Opinions on the new regulation are divided. A retired Japanese
official noted the new regulation has provoked opposition from a
cadre of retired Japanese bureaucrats who have grown accustomed to
tax exemption loopholes. The new regulations will break the
stranglehold of the old boys' network, opined a Temple University
law professor. End summary.
MAKING ROOM FOR INTERNATIONAL PUBLIC ORGANIZATIONS
2. (SBU) GOJ's new tax exemption law goes into effect December 1
and may break the long-held image of Japan as being hostile to
foreign NGOs, a Temple University law professor told EconOff October
21. Under Japan's previous tax-exemption law, only four foreign
entities qualified. About 17,000 organizations had tax exempt
status in Japan under the previous law, compared with 1.5 million
registered 501(c)(3) organization in the U.S.
3. (SBU) The law, passed in 2006, commissioned an independent
board in April 2007 under the cabinet -- the Public Interest
Corporation Commission (PICC). The PICC will determine which
organizations, domestic or foreign, qualify for tax exempt status
under the revised rules. One consideration is whether foreign
organizations enjoy tax exempt status in their home countries.
Under Japan's previous law, organizations like UNICEF would not be
guaranteed tax exempt status, the law professor explained. The
previous system was capricious and little more than an "old boys'
network," said the law professor.
BRINGING DOWN THE STATUS QUO
4. (SBU) While the new legislation improves the likelihood
international organizations will receive tax exempt status, it
likely also will exclude some Japanese organizations that qualify
under the previous law, a retired GOJ official and current
not-for-profit director said. Previously, organizations were given
the tax exempt status based on who they knew and not on the basis of
their institutional functions, according to the law professor. The
new rules, however, according to the professor, require tax exempt
organizations to report to the GOJ annually, much the same way NGOs
in the U.S. do.
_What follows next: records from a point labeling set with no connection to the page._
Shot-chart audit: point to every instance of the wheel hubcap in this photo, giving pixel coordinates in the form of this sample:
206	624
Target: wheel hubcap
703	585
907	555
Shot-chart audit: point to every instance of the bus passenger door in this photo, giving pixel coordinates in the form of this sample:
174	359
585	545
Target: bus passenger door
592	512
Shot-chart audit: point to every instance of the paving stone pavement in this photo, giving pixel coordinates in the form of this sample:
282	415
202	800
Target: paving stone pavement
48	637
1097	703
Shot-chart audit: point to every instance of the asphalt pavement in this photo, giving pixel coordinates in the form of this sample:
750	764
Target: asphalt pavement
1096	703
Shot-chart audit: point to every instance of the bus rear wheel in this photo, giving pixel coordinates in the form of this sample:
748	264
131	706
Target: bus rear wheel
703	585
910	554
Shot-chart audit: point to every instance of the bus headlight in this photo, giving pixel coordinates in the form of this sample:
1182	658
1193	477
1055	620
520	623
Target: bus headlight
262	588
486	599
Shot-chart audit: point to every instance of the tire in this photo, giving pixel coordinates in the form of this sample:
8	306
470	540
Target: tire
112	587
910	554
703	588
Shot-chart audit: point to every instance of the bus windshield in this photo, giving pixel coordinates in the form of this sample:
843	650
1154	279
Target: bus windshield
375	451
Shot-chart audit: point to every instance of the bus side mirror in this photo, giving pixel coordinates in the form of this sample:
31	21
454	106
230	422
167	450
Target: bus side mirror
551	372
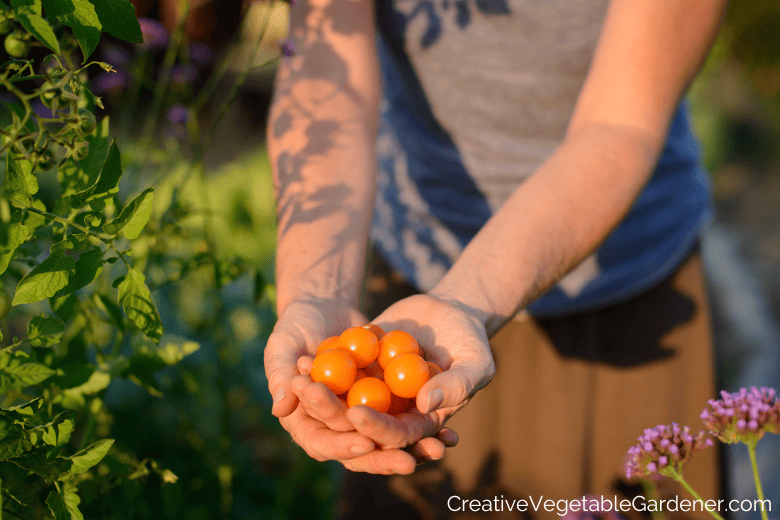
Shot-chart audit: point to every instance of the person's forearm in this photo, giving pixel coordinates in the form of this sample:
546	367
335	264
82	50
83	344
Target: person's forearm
321	136
551	222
This additional level of scrutiny also has the "old
boys" up in arms, according to the retired GOJ official.
5. (SBU) As Japan begins implementing the the new rules,
officially known as Act No. 49 on Authorization of Public Interest
Incorporated Associations and Public Interest Incorporated
Foundations, local non-profit organizations will have up to three
years to formally declare non-profit status and to adapt their
internal operations and accounting procedures accordingly. The PICC
has been charged with reviewing reporting by public interest
organizations and will conduct periodic on-site inspections to
ensure compliance with the revised rules.